The Gun Control Debate on Video Game Violence
President Trump met with various video game representatives and members of Congress from Florida, Missouri, and Alabama last Thursday, March 8. The meeting focused on violence in video games and how they impact children.
Video game violence has always been a hotly-contested debate in America. Even more so in 2018, video games have become one of the biggest forms of entertainment.
A 2015 study by Western Michigan University and the Kercher Center for Social Research found that violent video games have little to no effect on children compared to other variables like parental interaction. Additionally, York University conducted a similar study this January, and like all the others, found no such evidence of video games making people violent. If anything, these studies state that the only effect games have on us is pissing us off when they are difficult.
This is not what the country should be focusing on. It's merely a diversion to pull away from the real issue: gun control. The US needs to refocus on gun control and find solutions to stop events like the Parkland shooting, otherwise this is going to happen again until these tragic events are going to feel normal.
Right now, there are two sides to this debate. One side that wants stricter gun control, and the other side that believes in arming everyone. Clearly, this debate has a lot of gray to it.
One side of the argument states that the US needs to make it harder for people to obtain guns to stop most of the violence. Politicians should take some inspiration from countries like Japan, which has an immense amount of laws citizens need to follow to purchase a gun, and more laws pertaining to handling a gun. As a result, the amount of gun deaths in Japan rarely goes above 10. To put that in perspective, 17 students died in the Parkland shooting alone.
Let's compare another country, like Australia. After a mass shooting in 1996 resulted in 35 people dead and 23 injured, the Australian government decided to buckle down on gun control, making similar laws to Japan concerning to obtaining one and owning one. They even went as far as to ban rifles and shotguns, creating a mandatory buyback program to take these guns off the hands of gun owners who possessed them prior to the ban.
It worked. Gun-related homicides went down by a significant margin, up to a 50% drop, and gun-related suicides by 74%. This action saved lives, and if the U.S. at least made the attempt to try and emulate these laws, we'd see similar numbers. Maybe not immediately, but in the long run, we'd start seeing less mass shootings.
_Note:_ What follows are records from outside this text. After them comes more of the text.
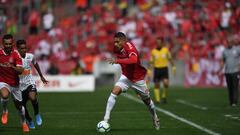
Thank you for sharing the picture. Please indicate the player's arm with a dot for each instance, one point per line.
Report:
(152, 60)
(222, 63)
(131, 60)
(17, 68)
(172, 63)
(36, 66)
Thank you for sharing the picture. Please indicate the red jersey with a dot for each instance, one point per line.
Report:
(8, 74)
(134, 72)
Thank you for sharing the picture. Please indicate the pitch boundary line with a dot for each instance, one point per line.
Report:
(190, 104)
(175, 116)
(232, 117)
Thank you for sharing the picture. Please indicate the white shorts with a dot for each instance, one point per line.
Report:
(15, 91)
(140, 87)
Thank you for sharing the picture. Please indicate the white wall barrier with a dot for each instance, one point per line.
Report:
(68, 83)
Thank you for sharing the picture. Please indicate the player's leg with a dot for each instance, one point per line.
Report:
(235, 83)
(34, 100)
(118, 88)
(27, 115)
(17, 99)
(165, 90)
(4, 100)
(165, 80)
(141, 88)
(229, 87)
(156, 80)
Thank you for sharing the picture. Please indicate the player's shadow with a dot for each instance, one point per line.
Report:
(10, 130)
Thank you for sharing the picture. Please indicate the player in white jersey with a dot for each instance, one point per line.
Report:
(27, 83)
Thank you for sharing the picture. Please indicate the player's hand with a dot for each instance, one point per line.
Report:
(174, 69)
(44, 80)
(111, 61)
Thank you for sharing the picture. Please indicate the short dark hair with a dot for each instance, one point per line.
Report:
(20, 42)
(120, 35)
(160, 38)
(7, 36)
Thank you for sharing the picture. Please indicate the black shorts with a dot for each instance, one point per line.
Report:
(160, 73)
(25, 93)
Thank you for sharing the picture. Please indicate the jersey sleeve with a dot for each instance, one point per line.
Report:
(169, 56)
(33, 59)
(152, 56)
(131, 50)
(18, 59)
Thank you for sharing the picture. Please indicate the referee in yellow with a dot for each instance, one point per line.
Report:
(160, 58)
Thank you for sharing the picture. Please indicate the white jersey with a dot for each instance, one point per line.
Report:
(26, 78)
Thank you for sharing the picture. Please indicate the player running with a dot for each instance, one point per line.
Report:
(160, 57)
(27, 83)
(10, 68)
(133, 74)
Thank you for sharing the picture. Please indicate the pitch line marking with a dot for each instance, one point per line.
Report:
(175, 116)
(232, 117)
(190, 104)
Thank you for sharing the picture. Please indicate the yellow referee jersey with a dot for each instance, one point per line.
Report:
(160, 58)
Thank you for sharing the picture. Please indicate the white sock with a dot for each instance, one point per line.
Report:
(110, 104)
(4, 104)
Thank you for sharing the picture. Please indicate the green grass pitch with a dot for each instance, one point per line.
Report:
(78, 114)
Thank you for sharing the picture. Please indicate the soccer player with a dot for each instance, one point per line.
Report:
(160, 57)
(27, 83)
(231, 61)
(133, 74)
(10, 68)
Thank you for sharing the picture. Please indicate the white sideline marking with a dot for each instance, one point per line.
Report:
(175, 116)
(190, 104)
(232, 117)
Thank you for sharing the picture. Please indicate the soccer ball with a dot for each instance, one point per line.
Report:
(103, 127)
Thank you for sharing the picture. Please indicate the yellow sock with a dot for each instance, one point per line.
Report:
(157, 94)
(164, 94)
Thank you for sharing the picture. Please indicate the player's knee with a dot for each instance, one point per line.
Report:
(117, 90)
(4, 93)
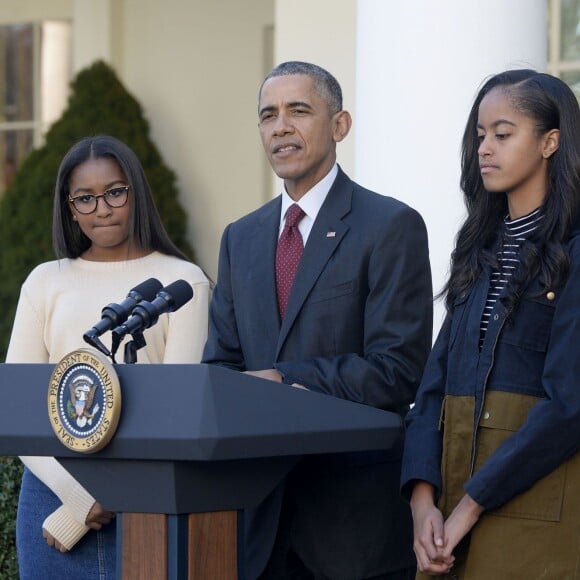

The other side of the argument are the people who believe in arming as many people as possible and protecting their rights as gun owners. Granted, people are defensive about gun control, since the right to own a gun is in the American Constitution, but those on this side need to think about the people who don't own guns and feel unsafe surrounded by them.
These two sides are not going to come to a solution by constantly blaming each other and acting as if the other side can't understand. There needs to be new sets of rules restricting what to sell and who to sell to, or the US could just keep seeing stories of people shooting each other and barking at each other while innocent Americans die.